1.5.3 Sub-setting data: Dholpur

names(dholpur_slum) <- c("Facilities", "details", "lng", "lat")
hcf_dslums <- dplyr::filter(dholpur_slum, Facilities %in% "Health Care Facilities")
wcp_dslums <- dplyr::filter(dholpur_slum, Facilities %in% "Water collection point")
saf_dslums <- dplyr::filter(dholpur_slum, Facilities %in% "Sanitation") 
edi_dslums <- dplyr::filter(dholpur_slum, Facilities %in% "Educational institute")
rep_dslums <- dplyr::filter(dholpur_slum, Facilities %in% "Religious Place") 
gov_dslums <- dplyr::filter(dholpur_slum, Facilities %in% "Government Structure")
plg_dslums <- dplyr::filter(dholpur_slum, Facilities %in% "Playground")
cmc_dslums <- dplyr::filter(dholpur_slum, Facilities %in% "Community center") 
clb_dslums <- dplyr::filter(dholpur_slum, Facilities %in% "Club")
bzr_dslums <- dplyr::filter(dholpur_slum, Facilities %in% "Bazar")
wst_dslums <- dplyr::filter(dholpur_slum, Facilities %in% "Waste disposal")
epa_dslums <- dplyr::filter(dholpur_slum, Facilities %in% "Eviction prone area")
fpa_dslums <- dplyr::filter(dholpur_slum, Facilities %in% "Fire prone area") 
poe_dslums <- dplyr::filter(dholpur_slum, Facilities %in% "Place of entertainment")
usz_dslums <- dplyr::filter(dholpur_slum, Facilities %in% "Unsafe Zone")
wla_dslums <- dplyr::filter(dholpur_slum, Facilities %in% "Waterlogging area")

1.5.4 Sub-setting data: Shyampur

names(shyampur_slum) <- c("Facilities", "details", "lng", "lat")
hcf_sslums <- dplyr::filter(shyampur_slum, Facilities %in% "Health Care Facilities")
wcp_sslums <- dplyr::filter(shyampur_slum, Facilities %in% "Water collection point")
saf_sslums <- dplyr::filter(shyampur_slum, Facilities %in% "Sanitation") 
edi_sslums <- dplyr::filter(shyampur_slum, Facilities %in% "Educational institute")
rep_sslums <- dplyr::filter(shyampur_slum, Facilities %in% "Religious Place") 
wst_sslums <- dplyr::filter(shyampur_slum, Facilities %in% "Waste disposal")
epa_sslums <- dplyr::filter(shyampur_slum, Facilities %in% "Eviction prone area")
fpa_sslums <- dplyr::filter(shyampur_slum, Facilities %in% "Fire prone area") 
poe_sslums <- dplyr::filter(shyampur_slum, Facilities %in% "Place of entertainment")
usz_sslums <- dplyr::filter(shyampur_slum, Facilities %in% "Unsafe Zone")
wla_sslums <- dplyr::filter(shyampur_slum, Facilities %in% "Waterlogging area")
shyampur_slum_poe <- dplyr::filter(shyampur_slum, !Facilities %in% "Place of entertainment")

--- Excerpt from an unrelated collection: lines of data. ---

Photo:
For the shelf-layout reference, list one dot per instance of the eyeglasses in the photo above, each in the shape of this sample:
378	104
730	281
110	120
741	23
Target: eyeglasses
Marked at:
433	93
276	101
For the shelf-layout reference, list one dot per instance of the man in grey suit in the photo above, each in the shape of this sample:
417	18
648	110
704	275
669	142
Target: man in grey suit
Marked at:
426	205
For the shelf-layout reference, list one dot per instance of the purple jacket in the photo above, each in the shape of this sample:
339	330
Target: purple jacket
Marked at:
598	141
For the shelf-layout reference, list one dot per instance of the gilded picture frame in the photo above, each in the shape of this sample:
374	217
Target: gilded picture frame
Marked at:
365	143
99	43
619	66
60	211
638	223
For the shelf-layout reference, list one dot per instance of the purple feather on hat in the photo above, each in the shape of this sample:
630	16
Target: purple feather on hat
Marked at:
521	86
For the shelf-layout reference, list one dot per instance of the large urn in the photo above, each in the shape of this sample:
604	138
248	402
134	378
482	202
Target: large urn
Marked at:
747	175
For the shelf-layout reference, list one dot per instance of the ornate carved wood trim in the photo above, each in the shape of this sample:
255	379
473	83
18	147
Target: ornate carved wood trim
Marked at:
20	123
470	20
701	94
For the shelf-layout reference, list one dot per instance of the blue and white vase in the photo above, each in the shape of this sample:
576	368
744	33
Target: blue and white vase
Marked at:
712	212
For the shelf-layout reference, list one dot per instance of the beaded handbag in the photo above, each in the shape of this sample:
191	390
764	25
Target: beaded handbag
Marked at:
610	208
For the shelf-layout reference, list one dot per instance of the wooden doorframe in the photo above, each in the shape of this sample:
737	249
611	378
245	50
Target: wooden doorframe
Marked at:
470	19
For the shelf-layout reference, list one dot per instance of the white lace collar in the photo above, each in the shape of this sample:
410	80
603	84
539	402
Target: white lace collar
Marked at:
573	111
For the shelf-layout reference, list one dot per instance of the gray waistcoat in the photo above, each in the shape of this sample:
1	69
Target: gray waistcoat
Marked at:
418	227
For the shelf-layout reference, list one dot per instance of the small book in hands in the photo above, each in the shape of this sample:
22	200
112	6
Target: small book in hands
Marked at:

1.6 Knitting codes to create map

Now we can bring the three slums data together into a simple map using the leaflet package (Cheng, Karambelkar, et al., 2021; Dray, 2018). This package wraps up some functions from the Leaflet JavaScript library. First we’ll call the leaflet package from our library stored in local drive.

1.6.1 Creating boundary: Kallayanpur

outline_k <- kallayanpur_slum[chull(kallayanpur_slum$lng, kallayanpur_slum$lat),]

1.6.2 Creating boundary: Dholpur

outline_d <- dholpur_slum[chull(dholpur_slum$lng, dholpur_slum$lat),]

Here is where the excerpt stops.